ST. PETERSBURG, FL—The headline says plenty, but there's more to the story in South Florida. After a decline in commercial real estate foreclosures in February, South Florida activity spiked in March, according to data provided by locally based Off-Market Radar. In total, 39 CRE foreclosures above $250,000 were filed in Miami-Dade and Broward counties in March and April. March saw the highest amount of activity with 24 filings, compared to 17 in February. The figure for April—the most recent month for which data was available—dropped again, with 15 reported foreclosures.

Although April's decline sounds positive on the surface, further analysis of the types of foreclosures filed may warrant concern among investors, according to the Radar analysis. Of the 17 February filings, the firm tracked only three above $2 million. Meanwhile, in March, seven foreclosures above $2 million were filed, and April saw seven more.

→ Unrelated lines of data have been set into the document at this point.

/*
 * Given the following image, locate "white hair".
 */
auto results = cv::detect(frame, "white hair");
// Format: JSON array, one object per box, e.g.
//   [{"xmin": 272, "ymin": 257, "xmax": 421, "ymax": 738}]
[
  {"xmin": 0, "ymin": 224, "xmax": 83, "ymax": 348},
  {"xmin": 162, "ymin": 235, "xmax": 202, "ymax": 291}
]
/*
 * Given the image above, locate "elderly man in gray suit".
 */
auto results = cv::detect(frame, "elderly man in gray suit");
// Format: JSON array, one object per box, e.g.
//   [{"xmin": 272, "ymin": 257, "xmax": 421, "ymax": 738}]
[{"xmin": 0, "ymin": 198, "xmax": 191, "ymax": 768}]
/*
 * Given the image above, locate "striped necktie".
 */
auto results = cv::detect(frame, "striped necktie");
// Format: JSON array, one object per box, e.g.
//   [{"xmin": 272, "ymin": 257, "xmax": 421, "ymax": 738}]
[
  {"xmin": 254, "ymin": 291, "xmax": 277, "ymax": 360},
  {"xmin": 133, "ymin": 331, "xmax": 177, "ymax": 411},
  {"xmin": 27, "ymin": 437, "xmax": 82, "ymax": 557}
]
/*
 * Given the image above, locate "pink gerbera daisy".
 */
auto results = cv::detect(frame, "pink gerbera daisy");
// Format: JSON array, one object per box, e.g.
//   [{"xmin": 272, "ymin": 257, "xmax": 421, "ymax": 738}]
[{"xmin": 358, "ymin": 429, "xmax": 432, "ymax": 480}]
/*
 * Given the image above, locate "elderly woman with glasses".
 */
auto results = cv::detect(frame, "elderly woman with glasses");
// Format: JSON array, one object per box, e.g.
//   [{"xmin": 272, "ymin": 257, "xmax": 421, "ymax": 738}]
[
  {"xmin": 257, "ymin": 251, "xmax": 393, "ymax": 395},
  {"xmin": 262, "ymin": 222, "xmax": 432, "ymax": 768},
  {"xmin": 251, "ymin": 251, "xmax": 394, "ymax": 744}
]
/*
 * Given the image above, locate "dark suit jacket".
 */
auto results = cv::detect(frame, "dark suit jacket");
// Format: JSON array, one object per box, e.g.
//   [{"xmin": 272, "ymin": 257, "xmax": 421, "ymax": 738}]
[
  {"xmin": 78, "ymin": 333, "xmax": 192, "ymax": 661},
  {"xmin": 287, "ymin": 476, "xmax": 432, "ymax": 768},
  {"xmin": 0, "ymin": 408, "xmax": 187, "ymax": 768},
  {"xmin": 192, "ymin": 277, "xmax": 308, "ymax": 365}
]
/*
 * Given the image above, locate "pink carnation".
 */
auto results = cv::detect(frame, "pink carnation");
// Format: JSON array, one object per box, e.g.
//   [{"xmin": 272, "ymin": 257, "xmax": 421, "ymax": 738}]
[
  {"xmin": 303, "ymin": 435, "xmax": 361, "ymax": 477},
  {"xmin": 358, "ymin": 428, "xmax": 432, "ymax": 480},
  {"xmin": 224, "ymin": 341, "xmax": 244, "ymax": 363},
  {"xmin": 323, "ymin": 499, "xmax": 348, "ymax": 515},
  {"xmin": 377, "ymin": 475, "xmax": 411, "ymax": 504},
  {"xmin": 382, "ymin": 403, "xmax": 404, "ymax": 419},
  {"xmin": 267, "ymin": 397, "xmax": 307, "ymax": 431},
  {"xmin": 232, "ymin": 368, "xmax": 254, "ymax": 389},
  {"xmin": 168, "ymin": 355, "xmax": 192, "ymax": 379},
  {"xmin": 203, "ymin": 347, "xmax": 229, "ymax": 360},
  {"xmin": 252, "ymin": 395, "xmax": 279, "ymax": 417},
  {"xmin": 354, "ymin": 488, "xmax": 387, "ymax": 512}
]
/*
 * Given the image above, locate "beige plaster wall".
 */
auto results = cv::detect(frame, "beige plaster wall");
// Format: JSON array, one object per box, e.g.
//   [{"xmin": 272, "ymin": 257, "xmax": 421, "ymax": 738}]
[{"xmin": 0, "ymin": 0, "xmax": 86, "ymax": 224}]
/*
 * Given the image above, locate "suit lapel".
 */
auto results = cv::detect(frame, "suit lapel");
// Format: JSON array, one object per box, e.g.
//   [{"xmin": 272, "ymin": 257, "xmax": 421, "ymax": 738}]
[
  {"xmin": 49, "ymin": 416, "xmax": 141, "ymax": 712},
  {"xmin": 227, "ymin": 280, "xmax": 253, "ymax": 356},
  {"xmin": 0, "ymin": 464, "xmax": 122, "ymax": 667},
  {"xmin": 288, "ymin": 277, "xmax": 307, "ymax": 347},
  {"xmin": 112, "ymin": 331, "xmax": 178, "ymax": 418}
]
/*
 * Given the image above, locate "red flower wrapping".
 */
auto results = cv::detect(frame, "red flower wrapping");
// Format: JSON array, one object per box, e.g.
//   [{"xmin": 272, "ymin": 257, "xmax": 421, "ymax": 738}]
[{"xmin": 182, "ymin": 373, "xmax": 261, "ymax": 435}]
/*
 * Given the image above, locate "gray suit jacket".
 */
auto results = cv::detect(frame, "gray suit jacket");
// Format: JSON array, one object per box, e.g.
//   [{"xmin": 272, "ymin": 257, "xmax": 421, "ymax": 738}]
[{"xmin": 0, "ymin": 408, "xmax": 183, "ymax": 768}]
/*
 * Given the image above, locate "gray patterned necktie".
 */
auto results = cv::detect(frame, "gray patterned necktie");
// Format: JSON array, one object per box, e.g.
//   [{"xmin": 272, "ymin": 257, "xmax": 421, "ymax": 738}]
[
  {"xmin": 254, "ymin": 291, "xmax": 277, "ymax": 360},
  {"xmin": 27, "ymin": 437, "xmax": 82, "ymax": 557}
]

"We were most surprised by the growing percentage of foreclosures over $2 million within the total filings above $250,000," says Brian McCarthy, VP and co-founder of Radar. "This is surprising because many investors feel the opportunities in distressed assets have largely passed, yet what we may actually be seeing is that the smaller deals have been foreclosed or handed back, leaving only the bigger deals."

What's driving this situation? As McCarthy sees it, it's possible that lenders felt the risk in rushing to foreclose on the larger deals was greater. That's because the sophistication of the equity investors on those assets led to a lower likelihood that the ownership was the source of the problem, but rather, the issue was with the asset or market itself. Therefore, he explains, taking the property back early wouldn't add too much value.

Multifamily assets accounted for the majority of foreclosures above the $2-million mark during March and April. Four assets in South Florida in the month of March alone were foreclosed upon, a record high since Off-Market Radar began tracking transactions in September 2011.

McCarthy isn't looking to define trends from this data, but if numbers like these continue to post, it would indicate that the distressed market has a number of assets still in the pipeline. The opportunity for investors, he notes, is that this pipeline appears to include larger, higher-quality assets, and because asset managers have very few small deals clogging their workflow, they'll be able to make decisions much more quickly and act faster than in the early part of the downturn.